Hoppe shook his head. "I don't even know. It's called 'The Power Pack Marvel Art of Jack Kirby.' It's a collage made by a collage artist, Tom Morehouse. I scanned it in, 12 pieces, and printed it out as a very fancy, limited edition print... It's just filled with all of Jack's Marvel characters. You look at it and you say, 'Where did Marvel come from?'"

"And that's only from the '60s up!" Dorian said.

"I have a funny one!" Hoppe interjected. "Captain America got Jack and his family out of the ghetto. Romance comics got him and his family into the suburbs. Marvel Comics got him and his family out to California. And then unfortunately he left comics and went into animation. The animation helped him keep his house when he got sick. That's the milestones for his life."

"The biggest check he ever got was from us! Was from Image Comics," Larsen said. "Rob Liefeld and Eric Stephenson are going over and visiting Jack Kirby and looking through his drawers and went, 'What's this?! Oh my God! This has never been printed before! You've got to get the Image guys on this!' And we all donated our time and effort and worked on Jack's last book and put out 2 issues of 'Phantom Force.' All the proceeds went to the Kirby family, and that was the biggest check they'd ever seen in their lives."

"It wasn't just about a check," Dorian said.

"It was about respect," Larsen agreed. "This was a guy who influenced every one of us, pretty much everyone in the industry at this point."

"There really isn't one day... that I don't look at Jack Kirby's stuff," Dorian said. "Not one day.
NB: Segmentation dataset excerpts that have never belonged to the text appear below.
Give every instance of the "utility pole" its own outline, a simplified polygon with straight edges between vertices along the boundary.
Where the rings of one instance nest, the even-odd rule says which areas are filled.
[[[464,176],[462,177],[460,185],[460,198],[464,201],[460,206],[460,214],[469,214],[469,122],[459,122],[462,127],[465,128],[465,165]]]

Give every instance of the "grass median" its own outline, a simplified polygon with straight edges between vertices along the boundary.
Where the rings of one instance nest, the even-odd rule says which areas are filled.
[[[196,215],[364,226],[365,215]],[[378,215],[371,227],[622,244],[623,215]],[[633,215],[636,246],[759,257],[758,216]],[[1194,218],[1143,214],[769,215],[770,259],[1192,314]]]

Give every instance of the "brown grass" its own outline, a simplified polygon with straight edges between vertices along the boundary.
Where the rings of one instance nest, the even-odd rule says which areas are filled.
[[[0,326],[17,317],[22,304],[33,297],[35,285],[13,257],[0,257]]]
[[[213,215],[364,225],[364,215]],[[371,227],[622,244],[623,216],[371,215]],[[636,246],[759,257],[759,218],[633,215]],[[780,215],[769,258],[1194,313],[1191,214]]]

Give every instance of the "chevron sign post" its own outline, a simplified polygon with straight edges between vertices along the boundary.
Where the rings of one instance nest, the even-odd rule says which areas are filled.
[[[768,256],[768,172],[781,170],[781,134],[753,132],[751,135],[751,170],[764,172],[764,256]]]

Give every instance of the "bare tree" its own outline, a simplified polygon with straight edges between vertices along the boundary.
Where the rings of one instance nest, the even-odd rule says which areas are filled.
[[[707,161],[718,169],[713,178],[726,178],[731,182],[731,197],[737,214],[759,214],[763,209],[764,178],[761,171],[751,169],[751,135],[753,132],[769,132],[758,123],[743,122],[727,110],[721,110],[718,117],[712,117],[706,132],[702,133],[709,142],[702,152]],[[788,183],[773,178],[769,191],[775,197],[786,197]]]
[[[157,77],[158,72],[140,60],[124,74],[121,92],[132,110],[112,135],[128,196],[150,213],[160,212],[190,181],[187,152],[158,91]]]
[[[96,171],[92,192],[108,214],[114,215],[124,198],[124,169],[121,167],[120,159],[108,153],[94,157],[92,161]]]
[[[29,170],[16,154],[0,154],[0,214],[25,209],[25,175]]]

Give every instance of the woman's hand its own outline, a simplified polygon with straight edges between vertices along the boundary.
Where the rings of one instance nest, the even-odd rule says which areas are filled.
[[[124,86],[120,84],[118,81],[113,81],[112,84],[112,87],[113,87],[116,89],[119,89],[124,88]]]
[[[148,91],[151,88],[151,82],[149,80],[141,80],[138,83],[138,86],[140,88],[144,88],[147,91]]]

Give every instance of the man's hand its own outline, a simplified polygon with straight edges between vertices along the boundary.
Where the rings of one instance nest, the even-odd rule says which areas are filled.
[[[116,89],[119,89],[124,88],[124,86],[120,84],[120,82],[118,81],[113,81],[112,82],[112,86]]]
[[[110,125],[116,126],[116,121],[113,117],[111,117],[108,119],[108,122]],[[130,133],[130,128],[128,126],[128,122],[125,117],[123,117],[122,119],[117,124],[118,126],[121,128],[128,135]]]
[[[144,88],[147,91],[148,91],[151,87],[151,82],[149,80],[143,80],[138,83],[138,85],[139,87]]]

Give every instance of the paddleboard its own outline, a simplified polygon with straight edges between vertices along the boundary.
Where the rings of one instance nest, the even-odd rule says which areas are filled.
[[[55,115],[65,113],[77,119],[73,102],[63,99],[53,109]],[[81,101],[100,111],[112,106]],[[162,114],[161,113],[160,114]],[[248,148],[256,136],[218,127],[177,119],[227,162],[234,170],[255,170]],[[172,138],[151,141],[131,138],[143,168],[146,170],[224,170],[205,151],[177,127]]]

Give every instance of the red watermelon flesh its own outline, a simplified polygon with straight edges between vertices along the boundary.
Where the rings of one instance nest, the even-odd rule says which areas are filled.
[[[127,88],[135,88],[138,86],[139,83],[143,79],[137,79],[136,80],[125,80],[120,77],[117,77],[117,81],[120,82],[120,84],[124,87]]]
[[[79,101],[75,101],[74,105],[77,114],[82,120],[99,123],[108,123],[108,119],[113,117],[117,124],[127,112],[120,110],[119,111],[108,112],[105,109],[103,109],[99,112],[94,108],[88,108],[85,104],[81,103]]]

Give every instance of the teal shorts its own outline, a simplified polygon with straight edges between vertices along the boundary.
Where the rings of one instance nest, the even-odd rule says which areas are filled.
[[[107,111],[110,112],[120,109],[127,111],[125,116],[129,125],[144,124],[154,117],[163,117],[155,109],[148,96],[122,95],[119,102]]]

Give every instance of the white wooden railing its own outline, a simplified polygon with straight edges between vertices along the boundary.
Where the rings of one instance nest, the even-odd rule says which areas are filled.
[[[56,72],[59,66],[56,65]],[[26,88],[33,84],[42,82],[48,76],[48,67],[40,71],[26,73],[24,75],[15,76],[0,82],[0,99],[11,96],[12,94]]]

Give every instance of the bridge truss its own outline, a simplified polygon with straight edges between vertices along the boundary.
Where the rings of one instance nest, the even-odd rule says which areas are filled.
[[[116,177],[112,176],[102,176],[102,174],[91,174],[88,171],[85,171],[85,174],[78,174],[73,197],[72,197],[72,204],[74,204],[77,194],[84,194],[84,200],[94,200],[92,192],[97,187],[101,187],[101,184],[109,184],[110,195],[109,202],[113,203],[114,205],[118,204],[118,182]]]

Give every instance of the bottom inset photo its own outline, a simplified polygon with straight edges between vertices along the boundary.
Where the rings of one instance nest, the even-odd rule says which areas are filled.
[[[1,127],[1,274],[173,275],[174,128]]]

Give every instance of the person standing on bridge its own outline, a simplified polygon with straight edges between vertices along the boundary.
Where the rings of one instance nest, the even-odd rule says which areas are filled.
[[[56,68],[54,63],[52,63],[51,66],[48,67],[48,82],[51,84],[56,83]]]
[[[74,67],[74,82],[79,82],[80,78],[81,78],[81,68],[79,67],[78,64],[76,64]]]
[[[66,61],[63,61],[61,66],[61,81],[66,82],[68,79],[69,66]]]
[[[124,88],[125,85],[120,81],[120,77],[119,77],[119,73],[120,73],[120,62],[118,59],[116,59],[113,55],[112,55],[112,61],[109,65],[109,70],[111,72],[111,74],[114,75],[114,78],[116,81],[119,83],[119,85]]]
And I had a chance to meet him! I didn't go. I didn't meet him."

"I interviewed [Kirby] in '92," Hoppe recalled, "I was like 13 [when I first met him], I went to one of those conventions -- Creation Con -- he was sitting there, doing sketches for people, and my buddy and I kind of stood there and just watched him draw for like an hour and a half."

"That's the other thing about Jack," Dorian said. "Jack was so nice! He was better than anyone in the business. I mean, there were great illustrators. There's guys in the room here who are famous and stuff like that, but there's a certain group of guys that go back before, before, before, before. When you catch one of those guys, you have to covet that thing... you go to a convention today... you're lucky if you see the creators when you do! I'm not saying all this other stuff isn't great. I love movies! I love them, and I love that a lot of the movies are actually bringing out those people and those creators. Eventually, it rolls over and the creators will come back, but the thing is, those creators in that room, everything that you see in there, is going to last somewhere for a long time, and influence -- influence is everything. Jack influenced the entire movie industry, now. Everything that he has created is just exploding onto the screen."

"The thing is," Larsen added, "Of all the people who should have had an ego... there's so many people who get really full of themselves... The one guy who should have had that was just the nicest guy. When you would show him your work, even if your work was terrible... he was very humble, he was very appreciative, he was very encouraging. I never heard him badmouth anybody... He is an example to all of us of how we should be presenting ourselves on a professional level. He influenced every one of us, and it's all exciting and it's great stuff."

Dorian spoke a little about how Jack influenced his own style, saying, "Everything came out from the heart. He just drew and he was so happy to just sit there and do it... You hear guys today complain about so many things, but he just did it."

"There's a quote from Joe Simon where was talking about Jack," Hoppe said. "He said that he felt like every once in a while that Jack was a little bit nuts because Jack really felt like the characters he was drawing. Well, my take on that is that's why Jack is so great. He was a method artist!"

"John Romita once said that Jack Kirby at his worst was like everybody else at their best," Larsen said, effectively summing up the entire panel in one concise sentence.